Накануне праздника к нам приехала баня. Ее оборудовали недалеко от траншей, в укромном месте. Было строго определено, кто, когда и за кем моется, сколько времени, когда должен вернуться на передовую.

Собственно, бани, как таковой, не было, просто в большой палатке стояли раскаленные докрасна «буржуйки», нагоняя тепло. Горячая вода выдавалась строго по норме. И все-таки было хорошо. А главное — весело.

Оставив обмундирование в предбаннике, мы проходили в моечное отделение палатки, и тут начинались гогот, плескание, покрякивание, повизгивание. Потом по команде выходили в предбанник, одевались и, помолодевшие, пробирались «домой», то есть к себе в окопы. Так было всегда. Но на этот раз все произошло иначе.

Однако прежде хоть несколько слов надо сказать о солдате по фамилии Живодеров. Это был страдалец. Он страдал из-за своего маленького роста. Когда взвод выстраивался, Живодеров оказывался последним. В походах вся пыль, поднимаемая четырьмя десятками сапог, ложилась на его маленькое остроносое личико. На привалах на него нельзя было смотреть без смеха — до того он был черен.

— Живодеров из Африки соизволили прибыть!

— Ты что, Живодеров, под негра маскируешься?

— Нет, братцы, он от союзников, насчет второго фронта приехал договариваться, — изощрялись взводные остряки.

Однажды, разорвав индивидуальный пакет, он обмотал бинтами нижнюю часть лица, но, как только снял это повязку, взвод лег от хохота. Та часть лба, которая была прикрыта фуражкой, и та, что закрывалась бинтами, оказались белыми, а между ними шла черная полоса.

— Ребята, Живодеров в маске явился!

— Живодеров, ты что, на маскарад прибыл? — неслись возгласы. Как ни урезонивал я ребят, они не унимались.

Живодеров страдал и физически. На марше обычно первые шеренги рослых солдат идут спокойно, а последним то и дело приходится почти бежать. Конечно, он уставал больше других. Мне жалко было бойца, и я старался не загружать его лишними поручениями. Он понимал это, и я не раз ловил на себе его благодарные взгляды. Но солдатские законы суровы. Как и все, он должен был нести и пулеметный станок и «тело», то есть ствол пулемета, дежурить, стоять на часах…

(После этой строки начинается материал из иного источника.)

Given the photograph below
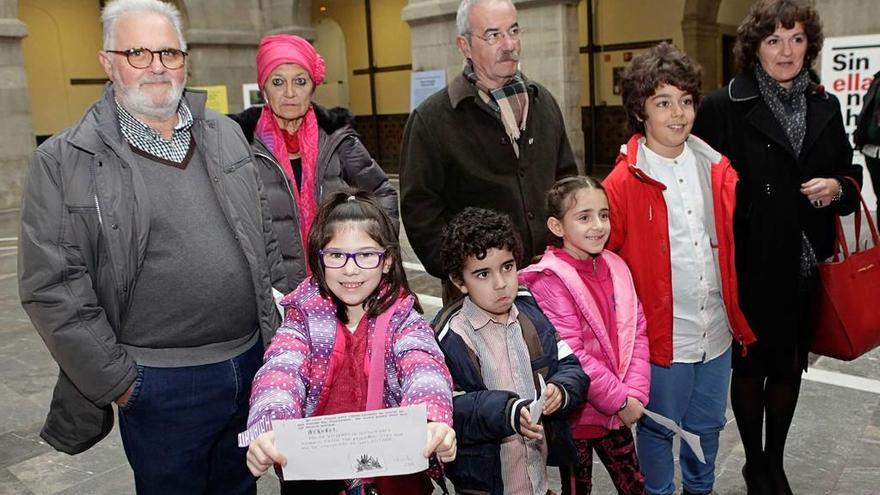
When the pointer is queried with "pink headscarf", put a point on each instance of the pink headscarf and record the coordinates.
(280, 49)
(276, 50)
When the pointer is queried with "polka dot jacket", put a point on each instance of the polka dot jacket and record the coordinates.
(299, 363)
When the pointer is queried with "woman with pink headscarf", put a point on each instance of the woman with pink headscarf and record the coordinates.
(304, 150)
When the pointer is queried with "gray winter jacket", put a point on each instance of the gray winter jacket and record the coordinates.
(85, 221)
(342, 161)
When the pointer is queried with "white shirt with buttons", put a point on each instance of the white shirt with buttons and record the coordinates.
(700, 330)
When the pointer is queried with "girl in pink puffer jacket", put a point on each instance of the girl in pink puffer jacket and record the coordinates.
(588, 295)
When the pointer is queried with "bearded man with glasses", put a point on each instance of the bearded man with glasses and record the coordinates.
(491, 139)
(147, 265)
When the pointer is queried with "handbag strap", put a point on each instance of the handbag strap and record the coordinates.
(376, 378)
(841, 236)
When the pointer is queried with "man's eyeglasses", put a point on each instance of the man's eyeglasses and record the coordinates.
(141, 58)
(367, 260)
(494, 37)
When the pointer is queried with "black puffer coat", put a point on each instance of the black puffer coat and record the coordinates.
(342, 161)
(770, 211)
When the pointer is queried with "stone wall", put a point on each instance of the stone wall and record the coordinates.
(16, 137)
(223, 36)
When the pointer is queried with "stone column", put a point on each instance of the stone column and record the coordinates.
(549, 50)
(16, 136)
(702, 39)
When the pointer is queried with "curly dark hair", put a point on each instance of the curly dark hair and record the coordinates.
(351, 205)
(473, 232)
(763, 19)
(662, 64)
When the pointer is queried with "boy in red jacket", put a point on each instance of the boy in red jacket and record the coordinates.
(672, 198)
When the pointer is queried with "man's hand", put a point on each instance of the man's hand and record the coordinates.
(552, 399)
(441, 441)
(122, 400)
(632, 412)
(526, 428)
(262, 454)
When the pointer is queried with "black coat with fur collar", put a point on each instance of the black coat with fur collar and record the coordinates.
(342, 161)
(771, 212)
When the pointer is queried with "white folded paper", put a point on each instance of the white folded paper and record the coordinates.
(537, 406)
(386, 442)
(692, 439)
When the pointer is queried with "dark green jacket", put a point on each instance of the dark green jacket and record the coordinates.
(455, 153)
(85, 221)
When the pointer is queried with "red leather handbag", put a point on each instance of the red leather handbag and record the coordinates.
(849, 299)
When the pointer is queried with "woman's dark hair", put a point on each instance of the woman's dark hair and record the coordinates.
(473, 232)
(561, 197)
(763, 19)
(355, 206)
(662, 64)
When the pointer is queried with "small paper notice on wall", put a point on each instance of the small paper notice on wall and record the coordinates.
(423, 84)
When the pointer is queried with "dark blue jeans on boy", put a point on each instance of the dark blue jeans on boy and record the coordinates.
(694, 395)
(180, 426)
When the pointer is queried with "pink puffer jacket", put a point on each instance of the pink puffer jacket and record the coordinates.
(568, 303)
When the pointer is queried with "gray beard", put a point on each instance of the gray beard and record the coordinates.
(139, 104)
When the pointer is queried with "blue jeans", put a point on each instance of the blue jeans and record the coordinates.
(694, 395)
(180, 425)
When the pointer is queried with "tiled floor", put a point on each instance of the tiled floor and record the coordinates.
(834, 447)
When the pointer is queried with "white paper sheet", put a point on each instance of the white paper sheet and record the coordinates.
(692, 439)
(386, 442)
(537, 405)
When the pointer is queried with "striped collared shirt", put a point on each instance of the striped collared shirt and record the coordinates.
(147, 139)
(523, 461)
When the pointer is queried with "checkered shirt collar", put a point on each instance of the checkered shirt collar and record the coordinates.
(145, 138)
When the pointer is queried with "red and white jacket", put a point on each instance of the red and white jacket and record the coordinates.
(640, 235)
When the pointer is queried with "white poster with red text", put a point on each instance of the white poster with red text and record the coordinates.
(848, 67)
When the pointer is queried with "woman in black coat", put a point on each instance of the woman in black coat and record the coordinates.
(785, 137)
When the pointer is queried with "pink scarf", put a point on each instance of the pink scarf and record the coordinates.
(273, 51)
(270, 134)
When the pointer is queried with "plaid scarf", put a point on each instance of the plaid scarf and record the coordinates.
(511, 101)
(789, 106)
(145, 138)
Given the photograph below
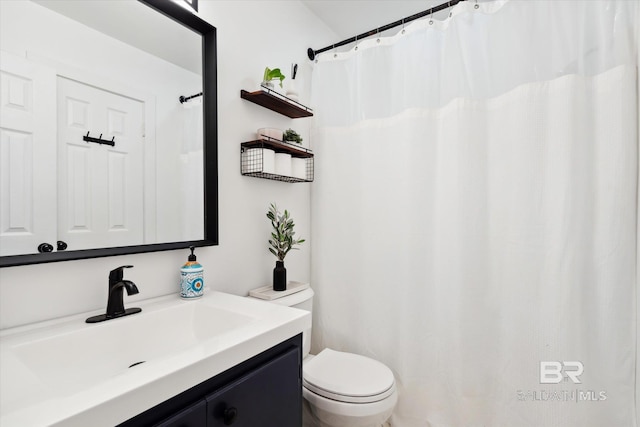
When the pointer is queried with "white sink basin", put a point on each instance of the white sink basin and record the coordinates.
(70, 373)
(70, 360)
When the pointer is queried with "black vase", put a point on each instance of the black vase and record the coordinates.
(279, 277)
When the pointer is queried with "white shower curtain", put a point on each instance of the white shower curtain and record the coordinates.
(476, 188)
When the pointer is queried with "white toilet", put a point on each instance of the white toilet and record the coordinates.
(342, 389)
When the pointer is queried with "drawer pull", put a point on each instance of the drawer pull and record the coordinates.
(230, 416)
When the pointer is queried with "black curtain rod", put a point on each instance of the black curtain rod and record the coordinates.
(312, 53)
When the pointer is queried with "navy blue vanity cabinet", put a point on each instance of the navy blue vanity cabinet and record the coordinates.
(193, 416)
(268, 396)
(264, 391)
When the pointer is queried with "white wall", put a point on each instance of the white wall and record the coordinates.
(251, 36)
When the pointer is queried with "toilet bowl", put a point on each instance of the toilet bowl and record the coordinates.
(341, 389)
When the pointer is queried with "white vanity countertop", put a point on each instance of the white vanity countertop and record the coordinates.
(67, 372)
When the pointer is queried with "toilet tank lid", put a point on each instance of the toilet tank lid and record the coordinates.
(294, 299)
(348, 374)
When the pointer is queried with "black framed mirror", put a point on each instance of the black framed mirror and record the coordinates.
(207, 207)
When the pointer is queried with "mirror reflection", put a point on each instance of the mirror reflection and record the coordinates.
(96, 149)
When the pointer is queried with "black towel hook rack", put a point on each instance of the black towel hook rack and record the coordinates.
(99, 140)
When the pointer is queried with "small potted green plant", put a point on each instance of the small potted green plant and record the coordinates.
(271, 75)
(292, 136)
(281, 242)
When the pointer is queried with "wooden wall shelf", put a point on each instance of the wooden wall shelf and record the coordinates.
(278, 103)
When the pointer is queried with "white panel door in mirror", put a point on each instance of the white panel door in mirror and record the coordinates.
(27, 144)
(100, 186)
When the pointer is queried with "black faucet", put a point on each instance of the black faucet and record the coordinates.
(115, 305)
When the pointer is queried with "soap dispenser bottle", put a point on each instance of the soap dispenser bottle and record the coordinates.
(191, 277)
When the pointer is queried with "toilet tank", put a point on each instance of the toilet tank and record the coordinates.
(302, 300)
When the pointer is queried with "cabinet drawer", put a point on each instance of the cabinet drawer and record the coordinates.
(193, 416)
(268, 396)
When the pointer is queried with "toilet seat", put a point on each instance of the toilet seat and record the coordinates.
(348, 377)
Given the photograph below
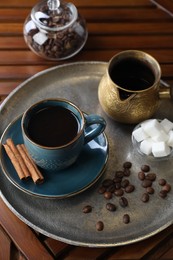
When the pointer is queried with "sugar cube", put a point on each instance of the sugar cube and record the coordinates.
(30, 26)
(160, 149)
(167, 125)
(170, 139)
(162, 136)
(152, 127)
(40, 38)
(139, 134)
(146, 146)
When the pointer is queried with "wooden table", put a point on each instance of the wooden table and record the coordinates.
(113, 26)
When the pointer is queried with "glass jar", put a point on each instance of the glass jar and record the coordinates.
(54, 30)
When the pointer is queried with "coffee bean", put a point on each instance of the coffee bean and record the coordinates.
(162, 182)
(125, 183)
(145, 197)
(87, 209)
(163, 194)
(101, 190)
(126, 218)
(166, 187)
(119, 192)
(107, 182)
(127, 165)
(123, 202)
(119, 174)
(111, 188)
(110, 207)
(127, 172)
(130, 188)
(117, 179)
(145, 168)
(99, 226)
(150, 190)
(108, 195)
(146, 183)
(150, 176)
(141, 176)
(118, 185)
(59, 44)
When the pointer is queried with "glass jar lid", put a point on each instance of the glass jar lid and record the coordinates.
(54, 15)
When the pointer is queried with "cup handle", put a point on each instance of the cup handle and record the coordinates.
(95, 131)
(165, 90)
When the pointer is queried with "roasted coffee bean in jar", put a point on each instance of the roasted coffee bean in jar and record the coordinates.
(55, 30)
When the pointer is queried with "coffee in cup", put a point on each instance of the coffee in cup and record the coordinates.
(55, 131)
(130, 90)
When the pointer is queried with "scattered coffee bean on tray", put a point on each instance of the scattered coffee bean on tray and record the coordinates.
(150, 190)
(130, 188)
(141, 176)
(163, 194)
(99, 226)
(101, 190)
(167, 187)
(108, 195)
(145, 168)
(87, 209)
(123, 202)
(126, 219)
(150, 176)
(146, 183)
(127, 165)
(145, 197)
(162, 182)
(119, 192)
(110, 207)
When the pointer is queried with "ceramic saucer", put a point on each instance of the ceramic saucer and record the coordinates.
(80, 176)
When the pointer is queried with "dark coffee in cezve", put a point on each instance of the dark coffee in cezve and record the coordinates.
(133, 75)
(53, 126)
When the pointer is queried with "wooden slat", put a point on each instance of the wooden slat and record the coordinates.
(90, 3)
(5, 243)
(104, 28)
(21, 235)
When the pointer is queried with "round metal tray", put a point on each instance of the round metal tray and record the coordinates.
(63, 219)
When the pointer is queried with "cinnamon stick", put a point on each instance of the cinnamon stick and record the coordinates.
(34, 171)
(14, 161)
(20, 160)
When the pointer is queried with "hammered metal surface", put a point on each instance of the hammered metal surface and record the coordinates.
(63, 219)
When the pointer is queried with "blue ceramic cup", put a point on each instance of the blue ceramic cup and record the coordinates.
(55, 131)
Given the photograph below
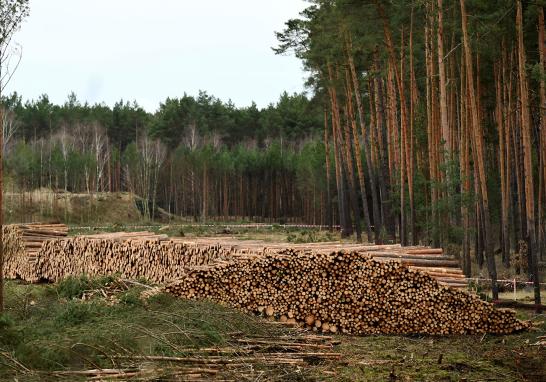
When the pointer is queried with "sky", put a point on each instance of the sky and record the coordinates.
(107, 50)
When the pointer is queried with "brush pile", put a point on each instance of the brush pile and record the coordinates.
(346, 292)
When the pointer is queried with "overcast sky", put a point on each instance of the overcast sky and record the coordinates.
(105, 50)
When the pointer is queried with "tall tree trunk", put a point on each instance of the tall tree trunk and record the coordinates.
(1, 203)
(542, 111)
(398, 77)
(478, 146)
(413, 103)
(358, 159)
(346, 139)
(505, 240)
(527, 158)
(328, 195)
(363, 149)
(372, 169)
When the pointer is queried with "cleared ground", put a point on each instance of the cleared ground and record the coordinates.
(54, 332)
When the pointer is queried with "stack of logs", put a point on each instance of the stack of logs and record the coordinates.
(346, 292)
(154, 259)
(23, 242)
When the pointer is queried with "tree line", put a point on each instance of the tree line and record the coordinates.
(195, 156)
(434, 111)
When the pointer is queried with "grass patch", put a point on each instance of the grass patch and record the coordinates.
(49, 327)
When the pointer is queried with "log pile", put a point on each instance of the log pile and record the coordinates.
(153, 258)
(23, 242)
(445, 269)
(344, 292)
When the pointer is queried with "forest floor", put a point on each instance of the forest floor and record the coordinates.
(70, 330)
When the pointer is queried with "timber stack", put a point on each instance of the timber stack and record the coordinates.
(23, 242)
(351, 293)
(153, 258)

Еще он страдал от своей нелепой фамилии. Это было безобиднейшее существо, и, конечно, контраст характера и фамилии бросался в глаза.

Живодеров, как и все обстрелянные солдаты, был осторожен. Но то, что разрешалось другим, не позволялось ему. Его осторожность сразу же была расценена как трусость. Прошелестит над головами снаряд, все шлепнутся на землю, но тут же кто-то заметит:

— Что, Живодеров, со знакомой раскланиваешься?

— Да нет, ребята. Просто он землянику нашел, — уже слышатся голоса.

Однажды он мне пожаловался:

— Эх, разнесчастная моя доля. И чего они ко мне привязываются? Будто я в чем виноват.

— А ты докажи, что не трус, — посоветовал я.

— Я докажу, вот увидите, — пообещал он. — Пусть только случай подвернется…

В баню, как всегда, пробрались небольшими группками. Разделись, и вскоре загремели ушаты, поднялся привычный гомон.

Вдруг мне показалось, что кто-то уронил несколько тазов. Солдаты примолкли. И тут совсем рядом разорвался снаряд.

— Артналет!

Снаряды стали рваться один за другим, все ближе, ближе. Словно какой-то ураган подхватил всех нас и вышвырнул из бани-палатки. Кубарем вылетели в чем мать родила. Помню, я схватил что-то в предбаннике и все старался затолкнуть в это что-то ноги. Только потом сообразил, что в руках гимнастерка.

А на дворе стоял октябрь. Земля уже подернулась ледяной коркой, ветер пронизывал до костей. Я скатился в окоп, где уже сидели на корточках и дрожали несколько наших.

— Эй, пехота, — смеялись минометчики, у которых мы оказались в «гостях», — никак вы направление перепутали. Сейчас вам в самый раз на немцев идти. Увидев такое войско, они до самого Берлина будут драпать.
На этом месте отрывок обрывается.